Recuperar a memória de um edifício que se cruza com a história de Ponte da Barca, dando vida aos espaços, objetos e seus protagonistas, foi o ponto de partida de uma exposição interativa, disponível ao público no hospital da Misericórdia, entre finais de 2018 e 31 de janeiro de 2019.

Mais de mil visitantes, da comunidade escolar, instituições e população em geral, passaram pelos corredores do antigo hospital para conhecer os espaços onde foram recriados o consultório médico, enfermaria, capela e serviços administrativos, com recurso a figurantes, fotografias antigas e ecrãs táteis com testemunhos da comunidade. 

Satisfeito com a “enorme adesão da comunidade”, o provedor Rui Folha Gomes referiu que o objetivo da iniciativa foi “enriquecer a memória dos barquenses e procurar devolver o hospital da Misericórdia a quem durante décadas contribuiu para a sua construção”. Mas não pretende ficar por aqui. Depois de desmontada a exposição, a ideia é dar continuidade ao trabalho de investigação iniciado pela equipa do Gabinete de Património, Cultura e Comunicação.

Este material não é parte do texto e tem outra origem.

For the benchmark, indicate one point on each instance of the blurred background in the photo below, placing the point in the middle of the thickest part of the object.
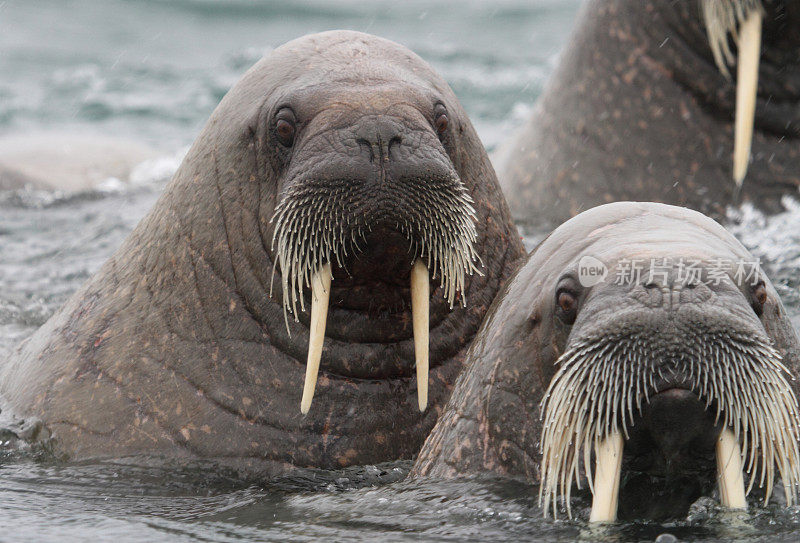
(154, 70)
(100, 99)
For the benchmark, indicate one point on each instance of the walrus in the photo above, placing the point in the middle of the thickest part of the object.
(643, 335)
(285, 242)
(652, 102)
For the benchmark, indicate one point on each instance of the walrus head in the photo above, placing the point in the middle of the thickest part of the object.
(368, 193)
(369, 198)
(643, 337)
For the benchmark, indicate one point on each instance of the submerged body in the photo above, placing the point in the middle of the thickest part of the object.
(192, 339)
(639, 109)
(635, 328)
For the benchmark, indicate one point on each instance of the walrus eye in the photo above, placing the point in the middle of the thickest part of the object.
(567, 306)
(285, 126)
(440, 120)
(759, 298)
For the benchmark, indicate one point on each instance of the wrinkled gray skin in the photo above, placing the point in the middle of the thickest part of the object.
(178, 346)
(638, 110)
(492, 420)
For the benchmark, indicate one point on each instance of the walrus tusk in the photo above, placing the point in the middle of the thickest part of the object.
(608, 467)
(420, 311)
(746, 89)
(320, 294)
(729, 471)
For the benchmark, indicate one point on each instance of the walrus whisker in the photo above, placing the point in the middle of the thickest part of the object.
(592, 394)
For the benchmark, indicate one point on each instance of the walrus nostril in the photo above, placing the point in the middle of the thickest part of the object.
(378, 138)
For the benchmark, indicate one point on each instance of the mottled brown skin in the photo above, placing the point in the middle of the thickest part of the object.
(492, 420)
(176, 346)
(638, 110)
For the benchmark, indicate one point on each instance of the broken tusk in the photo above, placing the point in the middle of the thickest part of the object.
(729, 471)
(746, 90)
(420, 311)
(320, 294)
(608, 467)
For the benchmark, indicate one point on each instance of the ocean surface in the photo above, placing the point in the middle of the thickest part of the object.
(151, 72)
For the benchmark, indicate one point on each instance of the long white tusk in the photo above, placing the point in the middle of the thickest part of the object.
(320, 294)
(608, 467)
(746, 89)
(420, 311)
(729, 471)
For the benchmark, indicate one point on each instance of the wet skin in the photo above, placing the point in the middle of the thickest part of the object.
(639, 110)
(673, 324)
(181, 345)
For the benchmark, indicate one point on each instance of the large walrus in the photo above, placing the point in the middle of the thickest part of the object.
(651, 340)
(335, 165)
(642, 107)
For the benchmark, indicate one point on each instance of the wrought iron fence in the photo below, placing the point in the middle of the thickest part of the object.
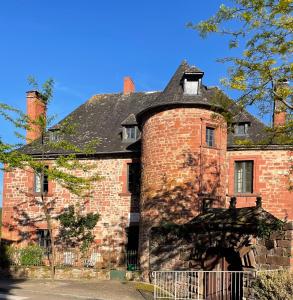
(132, 260)
(209, 285)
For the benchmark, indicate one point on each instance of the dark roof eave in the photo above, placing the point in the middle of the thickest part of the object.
(259, 147)
(165, 106)
(84, 155)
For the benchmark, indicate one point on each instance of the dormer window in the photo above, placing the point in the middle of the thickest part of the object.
(54, 136)
(191, 86)
(130, 133)
(241, 128)
(192, 81)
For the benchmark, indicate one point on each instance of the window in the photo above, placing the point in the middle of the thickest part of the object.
(130, 133)
(191, 86)
(54, 136)
(244, 176)
(41, 185)
(133, 181)
(210, 137)
(43, 238)
(241, 128)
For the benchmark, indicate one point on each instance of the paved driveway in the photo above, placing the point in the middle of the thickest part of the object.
(65, 290)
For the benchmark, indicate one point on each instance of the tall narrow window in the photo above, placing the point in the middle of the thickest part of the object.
(244, 176)
(41, 184)
(133, 182)
(130, 133)
(44, 240)
(210, 137)
(241, 129)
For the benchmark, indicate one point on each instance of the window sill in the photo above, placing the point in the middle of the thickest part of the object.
(39, 194)
(211, 147)
(246, 195)
(125, 194)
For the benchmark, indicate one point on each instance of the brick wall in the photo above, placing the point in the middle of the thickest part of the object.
(271, 180)
(177, 165)
(110, 198)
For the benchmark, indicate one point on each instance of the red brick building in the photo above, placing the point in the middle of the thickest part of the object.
(162, 157)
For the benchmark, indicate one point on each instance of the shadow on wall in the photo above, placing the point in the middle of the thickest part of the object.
(176, 248)
(7, 283)
(180, 202)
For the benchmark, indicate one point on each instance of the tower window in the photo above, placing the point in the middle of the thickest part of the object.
(44, 240)
(41, 184)
(130, 133)
(210, 137)
(241, 128)
(133, 178)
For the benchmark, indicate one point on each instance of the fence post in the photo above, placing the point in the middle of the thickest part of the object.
(155, 287)
(176, 285)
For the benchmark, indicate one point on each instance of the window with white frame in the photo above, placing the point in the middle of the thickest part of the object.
(130, 133)
(243, 177)
(41, 184)
(210, 137)
(241, 128)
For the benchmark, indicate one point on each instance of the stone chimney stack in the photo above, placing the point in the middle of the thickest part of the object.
(279, 117)
(35, 108)
(129, 86)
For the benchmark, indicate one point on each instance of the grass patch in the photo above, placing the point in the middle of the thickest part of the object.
(146, 287)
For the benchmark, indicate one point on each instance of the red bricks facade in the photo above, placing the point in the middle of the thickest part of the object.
(271, 180)
(35, 109)
(177, 167)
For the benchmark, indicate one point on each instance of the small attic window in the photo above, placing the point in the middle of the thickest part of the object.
(130, 133)
(241, 128)
(191, 85)
(54, 136)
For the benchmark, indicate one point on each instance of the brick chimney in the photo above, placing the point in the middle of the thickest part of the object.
(129, 86)
(35, 108)
(279, 117)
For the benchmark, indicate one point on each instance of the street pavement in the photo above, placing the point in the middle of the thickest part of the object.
(67, 290)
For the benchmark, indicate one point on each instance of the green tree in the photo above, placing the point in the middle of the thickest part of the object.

A organização desta exposição motivou um levantamento de dados exaustivo, coordenado pela mesária Carla Barbosa, que permitiu apurar mais de nove mil registos relativos a internamentos no hospital, entre 1890 e 1950. “Estes dados vão permitir traçar o perfil do doente e, no fundo, do habitante do concelho, a partir de informações como o estado civil, ocupação profissional e doenças. Encontrámos cerca de 220 moléstias [doenças] diferentes, relacionadas sobretudo com problemas de alimentação e pobreza”, explicou.

No sótão do atual lar de idosos, instalado no edifício primitivo do hospital, foi ainda possível encontrar quadros da antiga galeria de beneméritos, dez caixas com documentação avulsa e mais de 150 peças de material cirúrgico, que integraram a narrativa da exposição. 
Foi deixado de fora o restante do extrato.